No ano em que se assinala o centenário das aparições de Fátima, o novo filme de João Canijo acompanha 11 mulheres transmontanas numa peregrinação até ao Santuário. A ficção e a realidade misturam-se neste retrato de determinação, dor, sacrifício e fé.
Ouve-se o som da água a cair. Estamos no interior de um balneário público. O corpo feminino está descoberto, numa crueza e despudor que, no primeiro instante, nos causa espanto e, no segundo, discernimento por percebermos que esta exposição não surpreende. Porque estas onze mulheres que vemos nuas no grande ecrã estiveram, afinal, sempre despidas nas duas horas de Fátima, o novo filme de João Canijo sobre a peregrinação de um grupo de transmontanas até Fátima, a propósito das festividades do 13 de maio.
Esta é uma das cenas mais fortes da longa, um projeto que ocupava a mente do realizador desde Sangue do Meu Sangue (2011).

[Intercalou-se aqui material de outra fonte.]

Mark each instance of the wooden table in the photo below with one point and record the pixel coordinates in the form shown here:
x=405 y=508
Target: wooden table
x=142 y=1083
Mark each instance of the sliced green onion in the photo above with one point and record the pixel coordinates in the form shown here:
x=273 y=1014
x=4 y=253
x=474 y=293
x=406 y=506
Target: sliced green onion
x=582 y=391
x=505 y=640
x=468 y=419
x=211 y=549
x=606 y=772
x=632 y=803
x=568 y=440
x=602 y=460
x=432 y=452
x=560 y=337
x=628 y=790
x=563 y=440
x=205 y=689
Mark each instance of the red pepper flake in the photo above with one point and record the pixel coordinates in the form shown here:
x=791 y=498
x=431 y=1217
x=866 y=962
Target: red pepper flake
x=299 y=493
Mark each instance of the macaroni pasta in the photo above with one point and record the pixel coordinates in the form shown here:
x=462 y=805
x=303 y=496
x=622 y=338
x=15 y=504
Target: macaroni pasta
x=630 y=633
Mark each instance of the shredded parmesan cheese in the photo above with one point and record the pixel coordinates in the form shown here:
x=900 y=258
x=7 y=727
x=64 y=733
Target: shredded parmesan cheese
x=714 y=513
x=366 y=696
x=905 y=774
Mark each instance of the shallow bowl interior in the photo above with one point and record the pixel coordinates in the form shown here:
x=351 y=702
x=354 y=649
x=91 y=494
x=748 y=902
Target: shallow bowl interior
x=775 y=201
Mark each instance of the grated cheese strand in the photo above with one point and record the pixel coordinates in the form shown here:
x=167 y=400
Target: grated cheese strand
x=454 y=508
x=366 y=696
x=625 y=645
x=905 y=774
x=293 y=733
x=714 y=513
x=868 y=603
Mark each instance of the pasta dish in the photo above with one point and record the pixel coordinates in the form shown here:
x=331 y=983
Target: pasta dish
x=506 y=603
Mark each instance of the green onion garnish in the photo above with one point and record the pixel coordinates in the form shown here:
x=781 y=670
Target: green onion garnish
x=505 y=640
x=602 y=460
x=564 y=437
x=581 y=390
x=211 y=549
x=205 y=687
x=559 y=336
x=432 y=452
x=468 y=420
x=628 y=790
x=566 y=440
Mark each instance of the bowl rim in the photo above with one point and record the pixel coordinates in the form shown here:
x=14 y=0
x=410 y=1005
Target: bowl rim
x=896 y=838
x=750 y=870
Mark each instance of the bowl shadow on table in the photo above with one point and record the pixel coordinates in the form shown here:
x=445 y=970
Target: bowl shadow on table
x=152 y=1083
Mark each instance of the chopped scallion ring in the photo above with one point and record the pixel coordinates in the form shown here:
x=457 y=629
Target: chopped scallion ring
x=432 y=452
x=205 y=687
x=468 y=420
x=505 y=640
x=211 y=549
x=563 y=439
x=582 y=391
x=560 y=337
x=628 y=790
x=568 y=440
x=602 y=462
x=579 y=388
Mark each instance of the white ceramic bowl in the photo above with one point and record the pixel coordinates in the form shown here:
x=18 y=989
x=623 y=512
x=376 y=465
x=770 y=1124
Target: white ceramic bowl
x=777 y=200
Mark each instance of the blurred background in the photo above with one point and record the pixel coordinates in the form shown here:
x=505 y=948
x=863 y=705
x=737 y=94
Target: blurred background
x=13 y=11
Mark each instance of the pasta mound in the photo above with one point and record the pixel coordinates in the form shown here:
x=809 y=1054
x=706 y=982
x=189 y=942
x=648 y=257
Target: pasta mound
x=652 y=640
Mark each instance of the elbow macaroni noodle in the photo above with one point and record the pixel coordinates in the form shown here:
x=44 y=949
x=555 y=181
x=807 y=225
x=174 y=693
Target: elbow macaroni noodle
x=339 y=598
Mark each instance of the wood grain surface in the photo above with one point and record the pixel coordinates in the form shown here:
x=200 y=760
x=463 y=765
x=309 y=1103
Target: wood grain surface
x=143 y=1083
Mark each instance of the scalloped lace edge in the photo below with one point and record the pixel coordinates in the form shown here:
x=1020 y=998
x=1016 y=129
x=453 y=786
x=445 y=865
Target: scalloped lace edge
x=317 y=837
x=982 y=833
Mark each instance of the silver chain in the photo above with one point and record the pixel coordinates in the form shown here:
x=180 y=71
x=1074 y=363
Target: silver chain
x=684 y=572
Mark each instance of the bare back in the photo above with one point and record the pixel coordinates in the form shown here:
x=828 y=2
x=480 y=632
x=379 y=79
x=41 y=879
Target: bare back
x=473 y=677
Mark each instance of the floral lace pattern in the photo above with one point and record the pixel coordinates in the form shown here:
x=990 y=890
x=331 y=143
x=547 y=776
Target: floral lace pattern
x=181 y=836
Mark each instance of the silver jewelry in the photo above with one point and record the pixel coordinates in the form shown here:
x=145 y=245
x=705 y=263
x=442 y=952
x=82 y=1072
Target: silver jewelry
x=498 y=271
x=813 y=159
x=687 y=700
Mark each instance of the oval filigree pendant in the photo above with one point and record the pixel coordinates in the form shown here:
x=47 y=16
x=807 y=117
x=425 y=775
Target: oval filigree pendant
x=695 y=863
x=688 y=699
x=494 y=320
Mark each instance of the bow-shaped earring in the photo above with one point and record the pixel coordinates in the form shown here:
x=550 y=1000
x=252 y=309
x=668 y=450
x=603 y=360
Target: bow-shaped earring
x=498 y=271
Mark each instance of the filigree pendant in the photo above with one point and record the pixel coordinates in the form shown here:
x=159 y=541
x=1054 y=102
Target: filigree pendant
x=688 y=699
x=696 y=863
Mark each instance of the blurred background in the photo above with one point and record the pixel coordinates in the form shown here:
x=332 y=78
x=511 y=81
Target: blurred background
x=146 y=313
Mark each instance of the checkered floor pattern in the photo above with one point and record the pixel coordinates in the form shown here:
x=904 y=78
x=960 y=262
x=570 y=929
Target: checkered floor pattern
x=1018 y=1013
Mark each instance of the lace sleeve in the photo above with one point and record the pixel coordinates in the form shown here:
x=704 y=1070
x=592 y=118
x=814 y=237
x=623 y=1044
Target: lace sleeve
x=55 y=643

Uma sequência só possível graças à intimidade de Canijo com este elenco de luxo: Rita Blanco, Anabela Moreira, Cleia Almeida, Vera Barreto, Teresa Madruga, Ana Bustorff, Alexandra Rosa, Teresa Tavares, Íris Macedo, Sara Norte e Márcia Breia. Anabela Moreira e Rita Blanco têm, por defeito, destaque – a ligação ao realizador em trabalhos anteriores já o previa. O protagonismo dado a ambas é justificado com a competência das interpretações, ainda que se possa alegar que mostrar tanto de ambas nos deixa a desejar entrar mais a fundo no mundo de outras, como é o caso de Vera Barreto, uma surpresa que se revela em pequenas grandes ocasiões, como o relato da experiência emocional (e extremamente cómica) de utilizar uma casa de banho limpa ao fim de vários dias.
Tal como o sotaque de Rita Blanco não deixa enganar, é de Vinhais, Bragança, que parte a peregrinação mais longa até Fátima. São mais de 400 quilómetros, caminho que as atrizes percorreram para criar esta obra que oscila entre o ficcional e o documental. Há uma proximidade com estas onze mulheres, que riem, choram, e captam imagens com os telemóveis para mais tarde recordar. É de um realismo tal que, em dados momentos, tendemos para a ilusão de que estamos a assistir a um documentário sobre um grupo de mulheres comum que se submete a este desafio – porque no mundo real, quantos não há? Há bolhas, dores nas costas, pernas inchadas, calor e todas as adversidades por que passam milhares e milhares de pessoas que se deslocam a pé todos os anos até ao Santuário. No fundo, Fátima é um retrato do sacrifício em nome da fé.
Mas apesar do título e do mote, Fátima tem muito pouco de sobrenatural ou divino, espiritualidade ou fé. O filme de Canijo não tem a pretensão de falar do transcendente. O foco é o que acontece em Terra: as relações humanas e o crescente cansaço físico e psicológico que vai despoletando conflitos e atritos entre as personagens que partilham um ambiente de sacrifício e superação. A sequência final será, porventura, o único momento em que a vela do divino se acende e se multiplica. E para crentes e não crentes, há uma indiscritível sensação de conforto ao ver a comoção destas mulheres na chegada ao seu destino.